Even in Pre-Celtic times those formidably dug trenches and frowning slopes must have looked down on the surrounding valley; and to this day it is the same suggestion of tyrannical military dominance, which, in spite of quarries and cranes and fragrant yellow gorse, gives the place its prevailing character.
The rounded escarpments have for centuries been covered with pleasant turf and browsed upon by sheep; but patient antiquarian research constantly brings to light its coins, torques, urns, arrow-heads, amulets; and rumour hints that yet more precious things lie concealed under those grassy mounds.
The aboriginal tribes have been succeeded by the Celt; the Celt by the Roman; the Roman by the Saxon; without any change in the place's inherent character, and without any lessening of its tyranny over the surrounding country. For though Leo's Hill dominates no longer by means of its external strength, it dominates, quite as completely, by means of its interior riches.
It is, in fact, a huge rock-island, washed by the leafy waves of the encircling valleys, and containing, as its hid treasure, stone enough to rebuild Babylon.

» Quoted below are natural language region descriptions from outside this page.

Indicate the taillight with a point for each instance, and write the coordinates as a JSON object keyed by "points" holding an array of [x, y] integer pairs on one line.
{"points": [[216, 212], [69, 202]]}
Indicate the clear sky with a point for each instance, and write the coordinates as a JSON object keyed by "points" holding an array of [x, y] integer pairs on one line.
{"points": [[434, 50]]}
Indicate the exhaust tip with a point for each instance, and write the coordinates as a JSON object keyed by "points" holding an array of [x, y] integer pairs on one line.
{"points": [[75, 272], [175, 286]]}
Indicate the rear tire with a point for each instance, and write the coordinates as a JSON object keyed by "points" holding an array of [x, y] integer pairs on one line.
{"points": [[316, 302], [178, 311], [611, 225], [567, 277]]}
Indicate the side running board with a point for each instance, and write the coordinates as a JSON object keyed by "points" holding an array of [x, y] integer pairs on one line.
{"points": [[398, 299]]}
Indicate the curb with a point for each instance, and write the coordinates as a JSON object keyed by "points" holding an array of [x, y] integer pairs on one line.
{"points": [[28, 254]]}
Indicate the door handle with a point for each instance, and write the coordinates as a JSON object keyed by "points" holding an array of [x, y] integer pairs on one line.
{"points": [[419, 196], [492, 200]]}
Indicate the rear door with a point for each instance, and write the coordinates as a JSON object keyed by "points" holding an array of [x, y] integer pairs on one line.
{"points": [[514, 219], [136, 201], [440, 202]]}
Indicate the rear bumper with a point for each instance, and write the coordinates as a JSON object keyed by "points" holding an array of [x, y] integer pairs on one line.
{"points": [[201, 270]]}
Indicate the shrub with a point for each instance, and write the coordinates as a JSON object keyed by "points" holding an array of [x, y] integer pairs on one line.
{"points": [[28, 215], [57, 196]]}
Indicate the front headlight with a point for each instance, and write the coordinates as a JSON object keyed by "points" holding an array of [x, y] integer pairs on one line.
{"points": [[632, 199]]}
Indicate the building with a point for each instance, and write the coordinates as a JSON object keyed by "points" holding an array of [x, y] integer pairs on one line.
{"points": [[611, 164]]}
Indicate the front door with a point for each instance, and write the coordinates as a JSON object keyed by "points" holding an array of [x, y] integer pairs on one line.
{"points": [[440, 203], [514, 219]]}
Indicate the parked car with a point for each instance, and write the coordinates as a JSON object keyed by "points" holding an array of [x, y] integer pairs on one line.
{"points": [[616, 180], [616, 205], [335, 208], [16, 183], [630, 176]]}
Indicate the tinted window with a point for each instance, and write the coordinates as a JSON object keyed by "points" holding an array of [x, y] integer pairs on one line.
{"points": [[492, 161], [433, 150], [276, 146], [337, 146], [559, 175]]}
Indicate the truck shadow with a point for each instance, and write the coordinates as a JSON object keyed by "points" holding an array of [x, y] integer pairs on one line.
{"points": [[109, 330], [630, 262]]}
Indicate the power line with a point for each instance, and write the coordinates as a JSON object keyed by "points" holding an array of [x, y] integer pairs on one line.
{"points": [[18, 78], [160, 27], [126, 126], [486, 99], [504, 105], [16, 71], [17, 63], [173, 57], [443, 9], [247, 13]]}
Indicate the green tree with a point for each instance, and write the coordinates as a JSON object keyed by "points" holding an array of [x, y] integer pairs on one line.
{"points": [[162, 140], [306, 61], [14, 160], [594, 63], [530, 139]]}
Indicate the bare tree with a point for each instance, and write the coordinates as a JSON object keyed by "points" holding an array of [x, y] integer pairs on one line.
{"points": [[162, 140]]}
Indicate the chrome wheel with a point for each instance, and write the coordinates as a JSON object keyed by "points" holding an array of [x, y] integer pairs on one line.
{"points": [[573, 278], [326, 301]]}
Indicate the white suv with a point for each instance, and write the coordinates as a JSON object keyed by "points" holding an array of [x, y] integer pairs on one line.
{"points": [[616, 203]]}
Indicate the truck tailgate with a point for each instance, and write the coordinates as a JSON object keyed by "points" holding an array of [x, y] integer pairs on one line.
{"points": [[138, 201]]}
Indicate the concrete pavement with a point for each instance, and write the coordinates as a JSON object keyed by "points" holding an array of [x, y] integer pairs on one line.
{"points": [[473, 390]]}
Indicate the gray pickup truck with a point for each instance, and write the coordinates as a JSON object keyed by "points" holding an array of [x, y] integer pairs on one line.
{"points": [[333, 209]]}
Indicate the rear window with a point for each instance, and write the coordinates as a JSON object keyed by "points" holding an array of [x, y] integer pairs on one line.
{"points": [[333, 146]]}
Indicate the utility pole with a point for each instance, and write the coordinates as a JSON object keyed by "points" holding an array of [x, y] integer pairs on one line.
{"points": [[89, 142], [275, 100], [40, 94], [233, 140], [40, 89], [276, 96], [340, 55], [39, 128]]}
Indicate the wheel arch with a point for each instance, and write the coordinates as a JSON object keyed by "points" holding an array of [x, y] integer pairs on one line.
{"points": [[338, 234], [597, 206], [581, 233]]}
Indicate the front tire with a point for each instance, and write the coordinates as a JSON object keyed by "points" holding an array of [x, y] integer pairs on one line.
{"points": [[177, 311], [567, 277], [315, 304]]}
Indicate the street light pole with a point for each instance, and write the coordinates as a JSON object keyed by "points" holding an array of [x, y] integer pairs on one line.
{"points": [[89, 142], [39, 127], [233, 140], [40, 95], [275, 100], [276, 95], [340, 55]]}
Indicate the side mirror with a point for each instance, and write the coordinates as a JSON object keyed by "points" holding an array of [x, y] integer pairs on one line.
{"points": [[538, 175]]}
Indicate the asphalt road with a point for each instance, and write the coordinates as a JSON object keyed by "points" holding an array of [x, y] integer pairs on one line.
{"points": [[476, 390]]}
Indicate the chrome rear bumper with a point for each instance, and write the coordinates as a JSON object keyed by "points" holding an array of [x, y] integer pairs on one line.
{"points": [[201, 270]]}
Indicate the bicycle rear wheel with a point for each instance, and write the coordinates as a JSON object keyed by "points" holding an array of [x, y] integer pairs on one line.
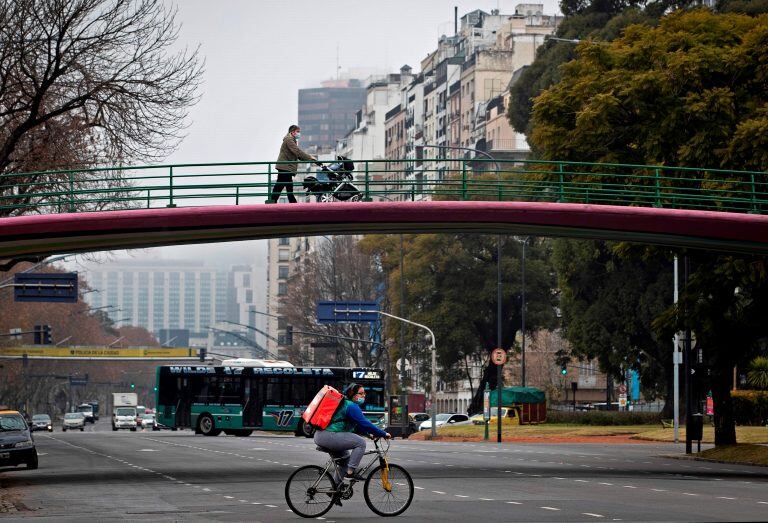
{"points": [[309, 491], [388, 493]]}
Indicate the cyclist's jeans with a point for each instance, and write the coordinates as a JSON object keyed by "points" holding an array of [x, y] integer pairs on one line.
{"points": [[342, 443]]}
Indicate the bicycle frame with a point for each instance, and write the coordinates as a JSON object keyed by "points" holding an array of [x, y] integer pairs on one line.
{"points": [[381, 458]]}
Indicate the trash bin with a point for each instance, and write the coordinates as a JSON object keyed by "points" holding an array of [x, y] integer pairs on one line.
{"points": [[696, 430]]}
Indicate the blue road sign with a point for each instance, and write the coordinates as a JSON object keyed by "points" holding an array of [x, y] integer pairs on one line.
{"points": [[57, 287], [347, 311]]}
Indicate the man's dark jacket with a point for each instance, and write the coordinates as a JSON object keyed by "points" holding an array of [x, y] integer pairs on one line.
{"points": [[290, 152]]}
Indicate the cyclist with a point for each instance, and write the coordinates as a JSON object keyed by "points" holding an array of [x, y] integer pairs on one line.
{"points": [[340, 436]]}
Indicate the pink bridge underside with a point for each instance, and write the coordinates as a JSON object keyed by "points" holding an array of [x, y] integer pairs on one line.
{"points": [[108, 230]]}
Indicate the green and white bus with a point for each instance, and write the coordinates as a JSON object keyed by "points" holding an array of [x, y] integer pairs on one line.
{"points": [[243, 395]]}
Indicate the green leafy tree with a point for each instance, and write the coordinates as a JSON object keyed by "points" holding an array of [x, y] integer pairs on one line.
{"points": [[610, 295], [545, 69], [451, 287], [757, 373], [690, 92]]}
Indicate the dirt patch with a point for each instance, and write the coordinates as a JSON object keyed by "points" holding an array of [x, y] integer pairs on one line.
{"points": [[619, 439]]}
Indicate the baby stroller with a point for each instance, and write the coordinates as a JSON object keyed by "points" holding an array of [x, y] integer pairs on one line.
{"points": [[333, 182]]}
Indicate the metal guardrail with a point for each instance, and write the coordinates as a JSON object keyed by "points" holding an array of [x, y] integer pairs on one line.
{"points": [[113, 188]]}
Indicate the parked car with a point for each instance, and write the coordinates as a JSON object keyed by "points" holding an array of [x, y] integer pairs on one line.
{"points": [[446, 419], [415, 419], [148, 421], [73, 420], [508, 414], [41, 422], [16, 443]]}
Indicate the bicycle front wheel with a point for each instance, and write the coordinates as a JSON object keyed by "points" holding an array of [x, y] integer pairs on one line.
{"points": [[388, 492], [309, 491]]}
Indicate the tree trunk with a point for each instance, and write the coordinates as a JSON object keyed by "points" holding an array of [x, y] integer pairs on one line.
{"points": [[725, 426]]}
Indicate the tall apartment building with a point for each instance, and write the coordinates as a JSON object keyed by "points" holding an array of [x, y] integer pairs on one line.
{"points": [[175, 294], [327, 113]]}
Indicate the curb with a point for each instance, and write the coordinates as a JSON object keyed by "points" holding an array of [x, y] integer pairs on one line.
{"points": [[709, 460]]}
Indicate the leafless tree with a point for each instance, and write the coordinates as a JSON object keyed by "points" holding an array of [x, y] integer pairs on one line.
{"points": [[339, 271], [86, 83]]}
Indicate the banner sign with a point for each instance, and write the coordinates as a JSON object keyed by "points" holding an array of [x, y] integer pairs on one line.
{"points": [[98, 352], [55, 287]]}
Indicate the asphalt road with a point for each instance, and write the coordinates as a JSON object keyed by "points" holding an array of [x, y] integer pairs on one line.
{"points": [[177, 476]]}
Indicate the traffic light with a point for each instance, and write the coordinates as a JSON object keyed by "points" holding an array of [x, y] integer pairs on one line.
{"points": [[47, 336], [42, 334]]}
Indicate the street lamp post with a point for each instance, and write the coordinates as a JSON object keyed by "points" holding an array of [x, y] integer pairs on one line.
{"points": [[522, 316], [433, 380], [499, 376]]}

In that particular corner of the West Country, so distinct and deep-rooted are the legendary survivals, it is hard not to feel as though some vast spiritual conflict were still proceeding between the two opposed Mythologies--the one drawing its strength from the impulse to Power, and the other from the impulse to Sacrifice.
A village-dweller in Nevilton might, if he were philosophically disposed, be just as much a percipient of this cosmic struggle, as if he stood between the Palatine and St. Peter's.